For upward compatibility with Ada83 (which had this bug/feature) for
untagged types the the default function reverts to the predefined one. I
can't seem to locate the reference right now, but I believe that even if you
explicitly passed the instantion the "=" function, it still reverts to the
predefined one. However if your "=" function had a different name (like
"equal" you could pass that explicitly (a rename might work to accomplish
this workaround, but if not a wrapper function will).

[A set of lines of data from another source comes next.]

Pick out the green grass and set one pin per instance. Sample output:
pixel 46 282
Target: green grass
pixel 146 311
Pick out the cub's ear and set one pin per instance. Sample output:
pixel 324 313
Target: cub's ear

This is not a problem with tagged types.

Matthew Heaney wrote:

> Suppose I have a generic subprogram like this:
>
> generic
>   type Item_Type is private;
>   with function Item_Eq (L, R : Item_Type)
>     return Boolean is "=";
> procedure Generic_Op (O : T);
>
> Suppose further that the generic actual type is nontagged, and has
> overridden its predefined equality.
>
> To which equality does Item_Eq refer?  The overridden version, or the
> predefined version?  What does that default value for Item_Eq, "=", mean
> at the time of compilation of the generic?
>
> If the client does not explicitly pass in an item equality op during the
> instantiation (likely, because the type is nonlimited), then inside
> Generic_Op, what does Item_Eq refer to?  Predefined equality, or the
> overridding version?
>
> Thanks in advance,
> Matt